Before fieldwork became the sine qua non of anthropological research, text-based scholars initiated cross-cultural comparison as a method of writing the universal history of human progress.[7] Reflecting a non-conformist heritage of engagement with the abolitionist cause, champions of the method postulated the “psychic unity of man” as the ground for considering all peoples candidates for fruitful comparison. This “psychic unity” postulate pitted the comparativists against polygeneticists, who argued for the existence of distinct human races. As post-colonial critics have been quick to point out, however, the comparativists, by ranking peoples on a scale from savagery to civility, also contributed an intellectual justification for ideologies of difference and contempt for non-Europeans. According to the critical tradition, the evolutionists defeated the polygeneticists only to establish a more insidious paradigm for racism, substituting “culture” for “race” on the evolutionary scale, eventually succumbing to a pessimistic belief that cultural divides could not be bridged through the agencies of education and enlightenment.[8]
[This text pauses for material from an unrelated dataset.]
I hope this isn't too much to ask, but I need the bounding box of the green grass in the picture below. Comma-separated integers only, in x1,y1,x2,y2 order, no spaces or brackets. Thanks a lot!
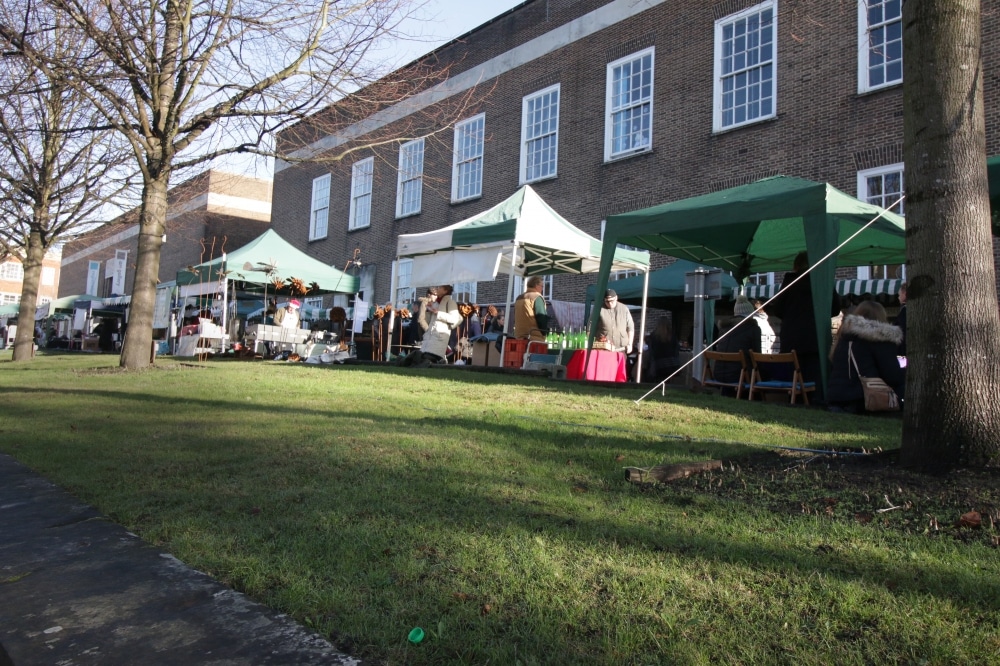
1,351,997,665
Like their intellectual forebears and actual teachers, survey anthropologists have left an ambiguous legacy, as champions of causes progressive for their time who also took part in a generalized apparatus of oppression. Survey anthropologists form a sort of historical “missing link” between armchair theoreticians and post-Malinowskian participant-observers. Admired for their stamina, ingenuity and encyclopaedic knowledge of world ethnology, they also find themselves excluded from the intellectual lineage of anthropology’s exemplary scholars. At the same time, like the comparativists, they remain interesting to historians as shapers and emblems of intellectual life in colonies, metropoles and the places in-between during the period of high imperialism. Unlike the armchair anthropologist, however, survey anthropologists physically confronted cultural variation in its environmental setting. They saw, heard, touched and smelled material and non-material artefacts in situ. Field experience, according to some, allowed survey anthropologists to conceptualize practices and objects as integrated ensembles, as components of particular cultures. In other words, their research methods lent themselves to a pluralist outlook. Their comparativist predecessors, in contrast, regarded implements and institutions as decontextualized data from which to distil a speculative history of the whole human race, instead of subdivisions thereof.
Because they ultimately relied upon the existence of a Latourian “center of calculation” to consolidate their findings, this essay considers survey anthropology as an extension and modification of the comparativist tradition, rather than as a precursor to participant-observation. Unlike their descendents, survey anthropologists never sought to view the world through the eyes of the peoples they studied; empathy was never the goal. Rather, survey anthropologists divided populations into intellectually and administratively digestible numbers of sub-units (tribes, races, ethnic groups) to answer questions or solve problems generated in colonial metropoles. For our purposes, the colonial metropole, where “notes and queries” are authored, sent out from and ultimately collated, are equivalent to Latour’s “center of calculation”, the privileged place from which a totality of local situations can be viewed, abstracted and reduced to system.
Lastly, a word on the term “pluralism”. Nicholas Thomas argues that the modern pluralistic view of culture/ethnicity that informed and was elaborated by survey anthropology should be viewed as the successor of Christian and Enlightenment world-views that considered “heathens”, “infidels” and “primitives” as fundamentally incomplete human beings, either in need of salvation/education or expendable on the chopping block of history. Their negative traits — ignorance, illiteracy, etc. — defined the Other in the eyes of the observer. Building on the work of Johannes Fabian, Thomas argues that the discursive construction of tribes, races and ethnic groups as internally coherent collectivities which can be known, compared and ranked by recourse to study of “ideal types” ushered in the age of anthropological typification. His elegant formulation bears quotation in full:
What I seek to extrapolate from [Fabian] is an argument that in premodern European discourses, non-Western peoples tend to be characterized not in any anthropologically specific terms, but as a lack or poorer form of the values of the centre…My analytical fiction, then, tells of a shift from an absence of ‘the Other’ (as a being accorded any singular character) to a worldview that imagines a plurality of different races or peoples. The distinctively modern and anthropological imagining projects natural differences among people that may be rendered at one time as different ‘nations’, at another as distinct ‘races’ or ‘cultures’. The underlying epistemic operation — of partitioning the human species — makes possible a variety of political and ethnographic projects: particular populations may be visible as objects of government; they may serve as ethnological illustrations or subversive counter-examples in comparative social argument; and these reified characters may be available for appropriation in anti-colonialist, nationalist narratives.[9]
This “distinctively modern and anthropological imagining” received much of its impetus, and exerted its influence, in the dialectical circulation of images, goods and people between colonial settings and metropolitan publics. Fortuitously, Thomas’s admittedly simplistic historical sketch, or “analytical fiction”, well describes the rupture in consciousness that Japanese survey ethnologists hoped to bring about in Taiwan. For this essay, the term “pluralism” is defined, following Thomas, as “a worldview that imagines a plurality of different races or peoples” in contradistinction to a worldview that conceptualizes different peoples “as a lack or poorer form of the values of the centre”.